All should take around 6-8 weeks from submission to case finalised.

Dolly


----------



## matjones (Jan 30, 2009)

Dolly said:


> Hi there,
> 
> "to be allocated" is the first stage in the submission process.
> 
> ...


Hi ssuhaan,

I submit my RPL application on December 5th, and it just changed status to 'in process' this past couple of days. I hope yours has too. 

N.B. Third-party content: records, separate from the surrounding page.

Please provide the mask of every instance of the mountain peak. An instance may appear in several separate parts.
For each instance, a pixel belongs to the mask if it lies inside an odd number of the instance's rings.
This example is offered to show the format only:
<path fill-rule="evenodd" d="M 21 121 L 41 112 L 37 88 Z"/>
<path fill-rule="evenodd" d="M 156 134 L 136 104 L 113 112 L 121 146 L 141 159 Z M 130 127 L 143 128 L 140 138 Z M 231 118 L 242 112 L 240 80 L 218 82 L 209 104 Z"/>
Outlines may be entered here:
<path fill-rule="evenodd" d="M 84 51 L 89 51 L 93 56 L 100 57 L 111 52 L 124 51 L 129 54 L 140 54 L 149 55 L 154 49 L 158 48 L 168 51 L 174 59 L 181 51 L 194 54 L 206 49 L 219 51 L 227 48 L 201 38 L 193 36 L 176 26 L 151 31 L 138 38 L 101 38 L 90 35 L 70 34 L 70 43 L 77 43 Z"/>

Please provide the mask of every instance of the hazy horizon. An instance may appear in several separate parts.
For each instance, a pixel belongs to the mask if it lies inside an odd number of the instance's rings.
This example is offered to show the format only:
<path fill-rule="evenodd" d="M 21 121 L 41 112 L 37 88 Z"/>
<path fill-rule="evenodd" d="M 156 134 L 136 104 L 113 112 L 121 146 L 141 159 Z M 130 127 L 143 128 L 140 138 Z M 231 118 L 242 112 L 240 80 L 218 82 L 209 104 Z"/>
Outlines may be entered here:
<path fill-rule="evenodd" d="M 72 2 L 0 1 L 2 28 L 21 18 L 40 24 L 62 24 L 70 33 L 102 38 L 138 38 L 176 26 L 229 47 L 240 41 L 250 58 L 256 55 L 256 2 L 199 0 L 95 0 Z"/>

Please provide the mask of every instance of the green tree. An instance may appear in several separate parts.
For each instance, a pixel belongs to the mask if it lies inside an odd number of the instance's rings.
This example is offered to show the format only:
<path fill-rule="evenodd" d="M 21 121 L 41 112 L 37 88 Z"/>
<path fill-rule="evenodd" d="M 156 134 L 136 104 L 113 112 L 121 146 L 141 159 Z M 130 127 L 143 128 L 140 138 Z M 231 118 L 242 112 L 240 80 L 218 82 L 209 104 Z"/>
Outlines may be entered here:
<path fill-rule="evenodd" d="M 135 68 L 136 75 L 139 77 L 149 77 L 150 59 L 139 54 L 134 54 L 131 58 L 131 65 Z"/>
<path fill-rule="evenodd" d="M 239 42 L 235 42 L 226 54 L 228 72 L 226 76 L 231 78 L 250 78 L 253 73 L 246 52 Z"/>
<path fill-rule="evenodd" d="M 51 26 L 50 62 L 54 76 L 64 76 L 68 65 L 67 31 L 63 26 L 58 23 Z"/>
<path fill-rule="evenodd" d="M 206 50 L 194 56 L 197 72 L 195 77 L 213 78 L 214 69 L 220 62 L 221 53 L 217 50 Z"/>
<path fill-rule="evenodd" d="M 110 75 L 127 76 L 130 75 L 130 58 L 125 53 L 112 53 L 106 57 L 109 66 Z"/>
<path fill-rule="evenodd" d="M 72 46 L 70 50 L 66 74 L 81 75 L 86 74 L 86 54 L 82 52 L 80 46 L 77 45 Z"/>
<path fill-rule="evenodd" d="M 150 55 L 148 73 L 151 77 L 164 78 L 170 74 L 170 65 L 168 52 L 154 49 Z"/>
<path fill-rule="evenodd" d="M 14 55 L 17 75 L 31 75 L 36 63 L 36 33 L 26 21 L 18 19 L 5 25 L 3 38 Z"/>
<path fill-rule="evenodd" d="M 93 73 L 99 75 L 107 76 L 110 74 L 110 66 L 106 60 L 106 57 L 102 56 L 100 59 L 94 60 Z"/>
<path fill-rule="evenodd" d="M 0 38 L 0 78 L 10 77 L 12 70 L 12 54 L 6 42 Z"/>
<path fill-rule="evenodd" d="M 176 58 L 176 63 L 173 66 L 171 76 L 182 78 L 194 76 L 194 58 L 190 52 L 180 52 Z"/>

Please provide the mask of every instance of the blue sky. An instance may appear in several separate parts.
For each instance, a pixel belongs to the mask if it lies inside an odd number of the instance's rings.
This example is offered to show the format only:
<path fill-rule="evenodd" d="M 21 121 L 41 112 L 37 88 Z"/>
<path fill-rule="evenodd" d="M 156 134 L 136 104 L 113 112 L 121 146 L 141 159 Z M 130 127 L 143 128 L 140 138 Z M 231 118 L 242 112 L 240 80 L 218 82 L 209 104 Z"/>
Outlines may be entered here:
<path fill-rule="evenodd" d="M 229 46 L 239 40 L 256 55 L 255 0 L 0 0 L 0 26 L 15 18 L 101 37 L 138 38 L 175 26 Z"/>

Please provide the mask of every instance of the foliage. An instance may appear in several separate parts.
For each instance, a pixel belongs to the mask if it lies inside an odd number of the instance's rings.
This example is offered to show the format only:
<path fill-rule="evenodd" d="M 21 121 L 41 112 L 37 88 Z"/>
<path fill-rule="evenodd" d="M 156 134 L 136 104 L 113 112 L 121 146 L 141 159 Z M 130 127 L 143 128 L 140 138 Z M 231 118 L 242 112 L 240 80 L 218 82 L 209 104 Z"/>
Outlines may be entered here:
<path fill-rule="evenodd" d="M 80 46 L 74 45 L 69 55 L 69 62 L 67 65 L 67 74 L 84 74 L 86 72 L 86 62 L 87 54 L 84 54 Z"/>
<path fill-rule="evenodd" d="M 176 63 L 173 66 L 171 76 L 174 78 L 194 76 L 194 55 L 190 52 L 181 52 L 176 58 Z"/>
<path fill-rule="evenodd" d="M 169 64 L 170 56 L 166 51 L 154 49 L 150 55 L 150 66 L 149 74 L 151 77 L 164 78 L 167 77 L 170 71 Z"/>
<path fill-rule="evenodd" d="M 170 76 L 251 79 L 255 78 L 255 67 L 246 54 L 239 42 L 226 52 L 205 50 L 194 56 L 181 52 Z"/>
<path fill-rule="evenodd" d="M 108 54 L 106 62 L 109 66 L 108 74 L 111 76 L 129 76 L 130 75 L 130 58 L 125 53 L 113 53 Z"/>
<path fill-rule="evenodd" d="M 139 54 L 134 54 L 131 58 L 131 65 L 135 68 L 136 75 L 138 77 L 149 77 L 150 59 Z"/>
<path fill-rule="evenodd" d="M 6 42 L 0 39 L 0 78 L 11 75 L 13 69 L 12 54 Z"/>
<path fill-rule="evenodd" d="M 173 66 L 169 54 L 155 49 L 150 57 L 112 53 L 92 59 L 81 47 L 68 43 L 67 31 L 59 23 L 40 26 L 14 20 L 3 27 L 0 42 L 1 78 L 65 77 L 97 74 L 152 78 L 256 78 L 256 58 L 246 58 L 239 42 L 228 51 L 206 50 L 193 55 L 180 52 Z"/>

A quick question for Dolly. Do you know how often it ususally takes to reach the 'with assessor' stage now it is In Process?

Cheers,

Mat


----------



## Dolly (Feb 17, 2008)

Hi Mat,

Welcome to the forum.

For us, it took about 3 weeks from 'in process' to 'with assessor'. Once it gets to the assessor it's a matter of days until you'll hear the result.

Good Luck

Dolly


----------



## matjones (Jan 30, 2009)

Dolly said:


> Hi Mat,
> 
> Welcome to the forum.
> 
> ...


Thanks Dolly... i'm way too excited.... I check the ACS site several times a day. Fingers, toes, arms and legs crossed that all goes well  

I've already started on the VISA application, so hopefully can get that submitted as soon as I get approval from ACS.


----------



## Dolly (Feb 17, 2008)

I did exactly the same thing.....checked the status practically every waking hour!

Good that you're getting the main application prepared.......

Let us know how the RPL results go.

Dolly


----------



## ssuhaan (Dec 8, 2008)

HI

My status is too"in Process" since 12th Jan..lets see how long it takes..

Ssuhaan


----------



## pigupta (Dec 7, 2009)

Guys on the same context but I believe mine is quite disapponting.
My RPL application recieved on 13-oct-09 with the status to be allocated.
In 2 weeks time i.e. 27-oct-09 it turned to 'in process' and it felt so good seeing 'in process' in 2 weeks time. But till today i.e. after 2 months ...december going on.. and still it is 'in process'. Not yet with assessor... i m worried caz as it takes 12 weeks time in total and it is already 8 weeks and not with assessor..
i dropped a mail too but didnt get any response. 
guys suggest me wat to do. caz 4 weeks to go and still not assigned to assessor.. i m very much worried...
help me out...


----------



## ELH (Oct 21, 2009)

we were "in process" for 5-6 weeks, the registered post number appeared only a couple of days after saying with assessor

good luck


----------